Ekonomik ve toplumsal değeri giderek artan havacılıktaki risklerin bir bölümünün transfer edilebilir özellikte olduğu ve kapsamlı bir sigorta programı ile yönetilebileceği, aynı zamanda öngörülemeyen riskler için de bütünleşik bir risk yaklaşımı gerektiği vurgulanan çalışmada, en önemli risk konularından birinin havacılık faaliyetlerinden kaynaklanan üçüncü şahıslara karşı sorumluluklar uygun sigorta çözümleriyle transfer edilebilir riskler içinde olduğu da belirtiliyor.
Fiziksel ve insani riskler
Son yıllarda artan yolcu ve havayolu trafiği nedeniyle havayolları ve havaalanı işletmelerinin karşı karşıya kaldığı risklerin de toplu olarak sınıflandırıldığı raporda ön plana çıkan başlıklar ise şöyle:
• Hava aracının başka bir hava aracı veya yeryüzü şekli ile çarpışması
• Kuş çarpması
• Yabancı cisimlerin motora sıkışması
• Uçuş dışında da başka hava araçları veya farklı amaçlarla civarlarında bulunan araçlarla çarpışma riskleri gibi “gövde riskleri” olarak nitelendirilen, hava aracının bizzat maruz kalabileceği durumlar
Ayrıca yolcular ve yolcuların beraberinde taşınan bagajlarına, üçüncü şahıslara ve üçüncü şahıslara ait varlıklara, havalimanı içerisinde yer alan diğer hava araçlarına ve yine havalimanı içerisinde yerleşik yer hizmet kuruluşlarının varlıklarına verilebilecek zararlar sorumluluk risklerinin en önemli maddeleri arasında yer alıyor.

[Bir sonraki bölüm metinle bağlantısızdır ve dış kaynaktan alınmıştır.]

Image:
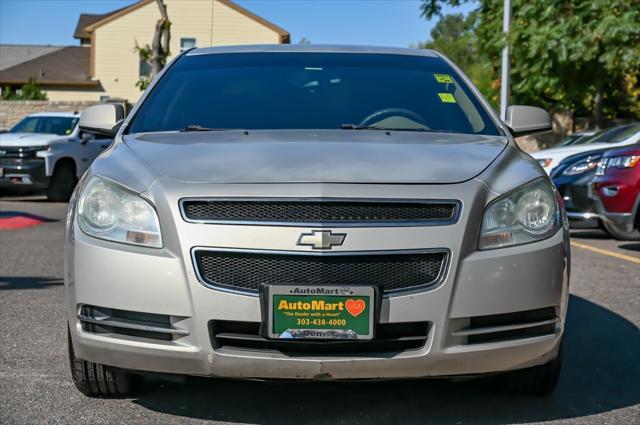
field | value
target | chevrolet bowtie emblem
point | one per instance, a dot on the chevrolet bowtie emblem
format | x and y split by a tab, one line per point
321	239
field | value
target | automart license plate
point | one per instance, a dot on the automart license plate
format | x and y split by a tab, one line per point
327	312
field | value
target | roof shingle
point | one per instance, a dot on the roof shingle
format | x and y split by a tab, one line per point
68	65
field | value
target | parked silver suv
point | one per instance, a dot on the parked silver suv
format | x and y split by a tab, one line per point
315	212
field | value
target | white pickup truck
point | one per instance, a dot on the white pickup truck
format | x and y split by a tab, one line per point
46	150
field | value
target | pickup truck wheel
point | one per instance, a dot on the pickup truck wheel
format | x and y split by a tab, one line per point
96	380
621	235
535	381
62	183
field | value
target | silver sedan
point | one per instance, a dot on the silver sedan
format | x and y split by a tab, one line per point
315	212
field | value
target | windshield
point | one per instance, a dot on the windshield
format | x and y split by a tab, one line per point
611	135
50	125
311	91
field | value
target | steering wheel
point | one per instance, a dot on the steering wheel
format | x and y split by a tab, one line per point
390	112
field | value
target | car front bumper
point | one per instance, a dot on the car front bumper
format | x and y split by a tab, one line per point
23	172
501	282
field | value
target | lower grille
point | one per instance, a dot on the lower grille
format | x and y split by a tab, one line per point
509	326
103	320
391	271
390	339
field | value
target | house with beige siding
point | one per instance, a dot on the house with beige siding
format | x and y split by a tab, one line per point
106	64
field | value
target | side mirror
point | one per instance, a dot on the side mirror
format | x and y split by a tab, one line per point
102	119
85	136
523	120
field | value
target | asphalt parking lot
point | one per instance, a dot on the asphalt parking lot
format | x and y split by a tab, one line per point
599	384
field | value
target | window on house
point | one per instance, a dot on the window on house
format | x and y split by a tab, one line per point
187	43
144	69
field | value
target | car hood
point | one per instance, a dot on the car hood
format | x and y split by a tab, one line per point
27	139
303	156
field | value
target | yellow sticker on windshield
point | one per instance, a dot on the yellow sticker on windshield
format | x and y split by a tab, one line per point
443	78
447	98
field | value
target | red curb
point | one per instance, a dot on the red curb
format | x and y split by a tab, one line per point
18	222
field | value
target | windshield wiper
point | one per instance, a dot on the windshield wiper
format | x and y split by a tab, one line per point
362	127
196	127
375	127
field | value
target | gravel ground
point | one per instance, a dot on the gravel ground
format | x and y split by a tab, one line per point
600	383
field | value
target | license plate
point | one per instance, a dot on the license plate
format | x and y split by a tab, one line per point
326	312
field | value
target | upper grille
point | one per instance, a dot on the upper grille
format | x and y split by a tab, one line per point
389	271
321	211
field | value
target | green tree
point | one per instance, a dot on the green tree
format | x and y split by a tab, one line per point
154	56
579	55
454	35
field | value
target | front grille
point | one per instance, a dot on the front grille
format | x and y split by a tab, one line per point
20	152
321	211
509	326
389	271
390	339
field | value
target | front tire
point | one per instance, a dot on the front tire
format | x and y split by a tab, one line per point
62	183
535	381
96	380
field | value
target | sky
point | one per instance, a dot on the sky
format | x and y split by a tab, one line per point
373	22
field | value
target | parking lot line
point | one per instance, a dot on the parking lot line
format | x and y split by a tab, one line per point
606	252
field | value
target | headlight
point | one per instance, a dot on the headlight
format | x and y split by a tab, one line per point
525	215
627	161
583	166
545	162
110	212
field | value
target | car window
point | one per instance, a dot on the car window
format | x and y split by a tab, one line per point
611	135
50	125
312	91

Araçlar ve yolcular için tespit edilen risklere ek olarak, havacılık dünyasında kriz yönetimi planlaması, olası kötü durum senaryolarına göre tasarlanmış iş sürekliliği planları, sektörde kritik öneme sahip IT risklerinin değerlendirilmesi ve yönetiminin oldukça önemli olduğu da ifade edilen raporda, yasal gerekliliklere uyum ve olası yasal değişiklikler ve gelişmelerin de dikkatle izlenmesi gerektiği vurgulanıyor.

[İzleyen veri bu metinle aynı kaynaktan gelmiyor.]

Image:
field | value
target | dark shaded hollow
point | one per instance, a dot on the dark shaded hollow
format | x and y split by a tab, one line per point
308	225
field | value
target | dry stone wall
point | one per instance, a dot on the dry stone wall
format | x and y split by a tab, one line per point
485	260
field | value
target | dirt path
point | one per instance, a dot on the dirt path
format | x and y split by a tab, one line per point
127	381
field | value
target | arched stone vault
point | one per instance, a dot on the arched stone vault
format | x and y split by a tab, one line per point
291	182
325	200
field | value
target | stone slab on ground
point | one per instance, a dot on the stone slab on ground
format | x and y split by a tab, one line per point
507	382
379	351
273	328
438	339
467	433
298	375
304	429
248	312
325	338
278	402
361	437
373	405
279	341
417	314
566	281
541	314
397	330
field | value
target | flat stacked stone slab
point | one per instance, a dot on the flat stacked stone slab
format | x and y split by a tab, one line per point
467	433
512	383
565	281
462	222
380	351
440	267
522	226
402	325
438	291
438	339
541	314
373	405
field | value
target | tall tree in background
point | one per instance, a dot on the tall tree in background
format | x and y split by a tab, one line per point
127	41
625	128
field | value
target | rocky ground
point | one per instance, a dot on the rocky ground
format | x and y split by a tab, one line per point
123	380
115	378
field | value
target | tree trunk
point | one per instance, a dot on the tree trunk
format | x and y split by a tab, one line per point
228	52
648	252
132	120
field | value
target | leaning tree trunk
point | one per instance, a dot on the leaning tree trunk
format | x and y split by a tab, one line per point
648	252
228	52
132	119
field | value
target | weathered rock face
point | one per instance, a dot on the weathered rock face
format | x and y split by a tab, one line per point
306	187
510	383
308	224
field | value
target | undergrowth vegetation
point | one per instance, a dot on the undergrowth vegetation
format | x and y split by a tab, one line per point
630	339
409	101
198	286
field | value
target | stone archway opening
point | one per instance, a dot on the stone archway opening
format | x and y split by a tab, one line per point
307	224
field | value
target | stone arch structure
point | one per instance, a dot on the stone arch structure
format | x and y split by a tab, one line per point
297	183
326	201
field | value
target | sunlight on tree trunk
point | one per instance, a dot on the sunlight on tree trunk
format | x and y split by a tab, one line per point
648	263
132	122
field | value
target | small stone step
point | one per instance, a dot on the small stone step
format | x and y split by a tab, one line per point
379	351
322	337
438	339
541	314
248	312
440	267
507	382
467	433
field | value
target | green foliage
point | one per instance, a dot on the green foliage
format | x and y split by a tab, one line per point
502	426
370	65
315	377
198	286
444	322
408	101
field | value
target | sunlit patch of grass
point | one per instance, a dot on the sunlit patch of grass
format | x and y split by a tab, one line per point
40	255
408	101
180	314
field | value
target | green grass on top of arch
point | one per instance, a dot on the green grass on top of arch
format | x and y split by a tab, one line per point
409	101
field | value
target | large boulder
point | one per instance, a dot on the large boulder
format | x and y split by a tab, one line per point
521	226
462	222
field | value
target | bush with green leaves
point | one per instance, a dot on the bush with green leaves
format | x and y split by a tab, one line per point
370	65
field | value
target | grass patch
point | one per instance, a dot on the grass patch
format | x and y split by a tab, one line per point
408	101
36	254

300 kişilik uzman ekiple tüm dünyada hizmet
Uygun havacılık sigortası ürünleriyle birçok riskin transfer edilebileceğini ifade eden Londra merkezli Marsh Türkiye Havacılık Birimi, havacılık sektöründeki şirketlerin faaliyetlerini, hedeflerini ve ihtiyaçlarını anlayarak risklerinin tanımlanması ve en uygun sigorta programının tasarlanması için çalışan 300 kişiden fazla uzmandan oluşan ekibiyle bu alanda fark yaratıyor. Dünyanın farklı yerlerinde faaliyet gösteren 180 havayolu, 400 üretim, 350 genel havacılık, 85 uzay sanayi ve 85 havaalanı yer hizmetleri müşterisine hizmet veren ekip, havacılık alanında tüm dünyada üretilen toplam primin üretiminin % 37’sini gerçekleştirerek bu alanda pazar lideri olmasıyla ön plana çıkıyor.
Havacılıkta Etkin Risk Yönetimi
Marsh Türkiye Havacılık Birimi tarafından tanımlanan havacılıkta etkin risk yönetiminin en önemli bileşenleri ise şöyle sıralanıyor:
• Havacılık nezdinde düzenleyici ve denetleyici merci olan Sivil Havacılık Genel Müdürlüğü’nün belirlemiş olduğu yönetmeliklerin dizayn edilecek programa entegre edilmesi ve mevzuatta meydana gelen değişikliklerin yakından takip edilerek sigorta programının güncellenmesi
• Belirlenen sigorta programı için güvenilir yerel ve küresel sigorta ve reasürans pazarlarından kapsamlı bir maliyet araştırmasının yapılması ve müşterinin değerlendirmesine sunulması. Ayrıca en uygun maliyet hedefine uygun olarak karşılaştırmalı değerlendirme (benchmark) hizmetleriyle pazar koşulları ve fiyat seviyelerindeki değişimlerin sürekli takip edilmesi
• Hasarlar, işletmeleri operasyonel ve finansal açıdan olumsuz olarak etkilemekle birlikte itibarın korunması en ciddi hassasiyetlerden biri olup bu durum hasar yönetiminin çok yönlü olarak ele alınması gerektiğinin bir göstergesi.
• Tüm paydaşlar arasında kurulacak güçlü ve kesintisiz bir iletişim.